東:自分達も遠藤さんの作る音なら納得出来るし、こちらの要望もすぐに形にしてくれるので本当に力になってくれてありがたかったですね。

-サウンドにこだわってレコーディングされたかと思うのですが、レコーディングの時はどのような事に気をつけようと思ったのでしょうか。
平子:The CoralとmothercoatのCDを参考にし、古臭いが音の住み分けがはっきりしているキレイな音をイメージし、制作しました。ミックスの際にはギターの音のバランスにも気をつかい、それによって曲の盛り上がりや情景などをしっかり描写できるよう考えました。
久津間:ベースに関しては、太くて丸くてあたたかいという、自分の思う良い音をイメージしました。ギターとドラムに関しても音のイメージは自然と共有できている所が多くあったと思います。
東:自分も最近のベチベチしたバスドラ、カンカンしたスネアの音にしたくなくて、丸みのある音作りを研究しました。

-ガレージロックを基調としたサウンドだと思うのですが、リトル・バーリーの1stアルバム『We are Little Barrie』にあったようなソウルのエッセンスを感じます。
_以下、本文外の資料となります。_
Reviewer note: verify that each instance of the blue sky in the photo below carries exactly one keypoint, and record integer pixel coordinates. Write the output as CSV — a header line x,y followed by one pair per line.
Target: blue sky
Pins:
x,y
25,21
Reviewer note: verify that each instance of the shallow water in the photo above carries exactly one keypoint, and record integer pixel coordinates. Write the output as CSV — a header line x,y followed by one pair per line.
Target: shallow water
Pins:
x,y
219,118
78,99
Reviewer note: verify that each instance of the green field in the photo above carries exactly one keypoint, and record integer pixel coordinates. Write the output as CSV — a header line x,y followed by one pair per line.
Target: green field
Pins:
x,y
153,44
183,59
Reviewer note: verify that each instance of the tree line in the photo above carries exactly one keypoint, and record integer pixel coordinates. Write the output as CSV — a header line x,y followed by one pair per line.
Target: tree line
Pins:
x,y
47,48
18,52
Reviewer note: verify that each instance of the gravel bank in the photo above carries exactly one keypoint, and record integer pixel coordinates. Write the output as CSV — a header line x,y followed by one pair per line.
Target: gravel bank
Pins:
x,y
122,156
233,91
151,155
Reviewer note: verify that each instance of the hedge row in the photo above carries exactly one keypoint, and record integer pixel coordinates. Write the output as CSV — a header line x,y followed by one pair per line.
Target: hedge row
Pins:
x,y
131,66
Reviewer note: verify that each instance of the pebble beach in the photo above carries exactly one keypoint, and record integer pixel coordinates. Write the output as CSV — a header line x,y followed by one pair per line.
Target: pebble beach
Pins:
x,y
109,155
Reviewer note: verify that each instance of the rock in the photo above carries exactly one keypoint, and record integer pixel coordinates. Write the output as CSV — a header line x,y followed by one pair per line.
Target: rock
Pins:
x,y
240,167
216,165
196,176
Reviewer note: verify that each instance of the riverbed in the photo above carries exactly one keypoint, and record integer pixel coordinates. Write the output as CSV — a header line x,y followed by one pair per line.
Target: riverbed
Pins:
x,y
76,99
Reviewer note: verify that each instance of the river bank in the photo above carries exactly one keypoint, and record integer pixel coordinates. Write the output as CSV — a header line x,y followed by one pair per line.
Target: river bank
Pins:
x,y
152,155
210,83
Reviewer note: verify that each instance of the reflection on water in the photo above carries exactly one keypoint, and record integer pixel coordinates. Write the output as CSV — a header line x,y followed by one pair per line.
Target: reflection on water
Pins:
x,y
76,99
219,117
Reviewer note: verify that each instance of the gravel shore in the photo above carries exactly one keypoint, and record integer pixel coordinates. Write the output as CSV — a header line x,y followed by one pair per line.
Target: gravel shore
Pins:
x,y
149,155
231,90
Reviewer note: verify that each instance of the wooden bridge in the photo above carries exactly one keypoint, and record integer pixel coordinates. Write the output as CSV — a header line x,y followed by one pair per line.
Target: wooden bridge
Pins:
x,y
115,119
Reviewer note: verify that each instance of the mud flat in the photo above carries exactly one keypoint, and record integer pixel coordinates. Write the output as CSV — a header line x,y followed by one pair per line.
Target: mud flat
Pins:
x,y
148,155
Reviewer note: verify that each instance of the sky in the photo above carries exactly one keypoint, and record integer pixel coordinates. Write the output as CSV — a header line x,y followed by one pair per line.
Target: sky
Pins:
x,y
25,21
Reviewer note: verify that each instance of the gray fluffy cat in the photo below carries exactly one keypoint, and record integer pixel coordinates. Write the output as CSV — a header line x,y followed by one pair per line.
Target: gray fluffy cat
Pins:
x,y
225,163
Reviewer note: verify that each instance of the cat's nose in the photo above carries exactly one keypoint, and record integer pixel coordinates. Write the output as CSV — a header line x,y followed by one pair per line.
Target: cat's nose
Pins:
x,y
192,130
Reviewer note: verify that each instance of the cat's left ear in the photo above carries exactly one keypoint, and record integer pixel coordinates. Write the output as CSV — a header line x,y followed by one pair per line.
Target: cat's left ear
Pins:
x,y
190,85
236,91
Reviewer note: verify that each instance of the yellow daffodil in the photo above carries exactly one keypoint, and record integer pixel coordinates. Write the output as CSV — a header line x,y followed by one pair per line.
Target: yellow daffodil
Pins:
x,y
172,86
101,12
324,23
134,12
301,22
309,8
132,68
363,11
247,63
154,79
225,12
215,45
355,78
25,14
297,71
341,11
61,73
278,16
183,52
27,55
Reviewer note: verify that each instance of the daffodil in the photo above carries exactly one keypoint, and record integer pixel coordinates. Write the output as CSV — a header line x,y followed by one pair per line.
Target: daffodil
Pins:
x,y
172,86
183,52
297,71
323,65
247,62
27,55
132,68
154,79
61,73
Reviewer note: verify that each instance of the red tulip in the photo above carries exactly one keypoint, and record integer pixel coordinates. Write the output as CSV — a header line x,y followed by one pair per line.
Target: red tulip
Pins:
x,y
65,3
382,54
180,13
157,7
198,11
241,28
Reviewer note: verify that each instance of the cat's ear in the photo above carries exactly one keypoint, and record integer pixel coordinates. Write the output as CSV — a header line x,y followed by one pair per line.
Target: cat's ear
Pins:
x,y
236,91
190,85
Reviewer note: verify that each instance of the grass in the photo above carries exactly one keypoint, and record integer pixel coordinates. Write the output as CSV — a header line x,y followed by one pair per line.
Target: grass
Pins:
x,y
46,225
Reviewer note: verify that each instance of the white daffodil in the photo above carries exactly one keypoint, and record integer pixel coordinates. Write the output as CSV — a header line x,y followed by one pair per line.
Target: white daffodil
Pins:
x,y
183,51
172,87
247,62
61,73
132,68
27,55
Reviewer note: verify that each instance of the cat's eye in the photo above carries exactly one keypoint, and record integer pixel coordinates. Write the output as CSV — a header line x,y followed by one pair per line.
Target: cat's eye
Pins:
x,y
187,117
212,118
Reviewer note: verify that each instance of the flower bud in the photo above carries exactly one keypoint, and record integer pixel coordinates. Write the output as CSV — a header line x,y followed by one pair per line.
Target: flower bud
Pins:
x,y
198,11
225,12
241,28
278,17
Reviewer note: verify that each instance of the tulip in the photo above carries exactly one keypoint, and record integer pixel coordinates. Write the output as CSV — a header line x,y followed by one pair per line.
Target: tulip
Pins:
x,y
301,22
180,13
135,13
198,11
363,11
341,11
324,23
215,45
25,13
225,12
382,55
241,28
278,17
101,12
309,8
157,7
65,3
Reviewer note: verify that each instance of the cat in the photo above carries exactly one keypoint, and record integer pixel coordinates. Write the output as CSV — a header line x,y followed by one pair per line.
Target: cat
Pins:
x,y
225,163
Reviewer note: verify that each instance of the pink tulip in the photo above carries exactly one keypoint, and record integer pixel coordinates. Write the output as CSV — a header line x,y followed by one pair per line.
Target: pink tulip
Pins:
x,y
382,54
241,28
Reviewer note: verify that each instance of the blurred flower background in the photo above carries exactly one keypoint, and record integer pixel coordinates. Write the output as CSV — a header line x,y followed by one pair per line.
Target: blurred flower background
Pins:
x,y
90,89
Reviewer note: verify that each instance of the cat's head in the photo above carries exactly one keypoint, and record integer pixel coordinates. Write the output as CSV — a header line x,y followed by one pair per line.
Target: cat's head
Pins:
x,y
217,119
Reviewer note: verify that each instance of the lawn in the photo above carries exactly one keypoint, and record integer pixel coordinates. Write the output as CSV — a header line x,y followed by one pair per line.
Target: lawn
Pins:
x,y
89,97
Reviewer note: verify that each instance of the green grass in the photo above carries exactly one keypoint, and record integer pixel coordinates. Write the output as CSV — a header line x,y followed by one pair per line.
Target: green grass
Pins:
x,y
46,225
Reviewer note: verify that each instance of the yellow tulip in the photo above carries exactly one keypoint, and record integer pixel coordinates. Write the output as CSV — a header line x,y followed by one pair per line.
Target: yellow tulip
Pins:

ブラックミュージックからの影響は強いと思いますが、どのような部分で意識しているのでしょうか。
久津間:土っぽい雰囲気を意識していますね。リズムの組み立て方に関しては、The WailersのBarrett兄弟やLed Zeppelinのボンゾとジョンジー、ティン・パン・アレーの林立夫さんと細野晴臣さんなど、ブラックミュージックから直にというよりはブラックミュージックから音楽を学んだ音楽家からルーツを研究する事が多いと思います。
東:自分もリズムという点で強く影響を受けています。三連符の最後の一音をすごいためるところとか。こだわりすぎて自分の手癖になってしまっていますね。
平子:山下達郎さんなどのオールディーズやブラックミュージックに影響を受けた日本のミュージシャンからも影響を受けています。「パレード」や「DOWNTOWN」など、その無駄のない洗練された楽曲から強く影響を受けています。

-自主企画“RakugoDochu”では、どの回にも面白いアーティストが出ていますね。出演バンドはどのような基準で選んでいるのでしょうか。
平子:ライブを見てカッコいいと思ったバンドに声をかけさせてもらっています。また、その回の雰囲気に合っているか、でも少し選ばせてもらっています。thattaの「GJ」というイベントのような良いバンドが集まる洗練されたイベントでありたいと思っています。

-また“RakugoDochu(落伍道中)”というイベントタイトルには、「音楽を求めてある意味でどうしようもない人間になっていく、そんな様を体現出来るようなイベントにしたい」とおっしゃっていましたが、どうしてこういうコンセプトに行き着いたのでしょうか。
平子:単純にそういうアーティスト、芸術家が好きだからです。全てをかけてステージに立てる人間は圧倒的だと思わせられます。そして、私達も常にそうありたいです。
東:ライブはバッチリ決まっているのに終演後、お酒を飲んでグダグダになっているバンドを見てあこがれた感じです(笑)。あと、日本語でも表記出来るという点でも考えました。日本語の独特な響きが他に無いかなと思って。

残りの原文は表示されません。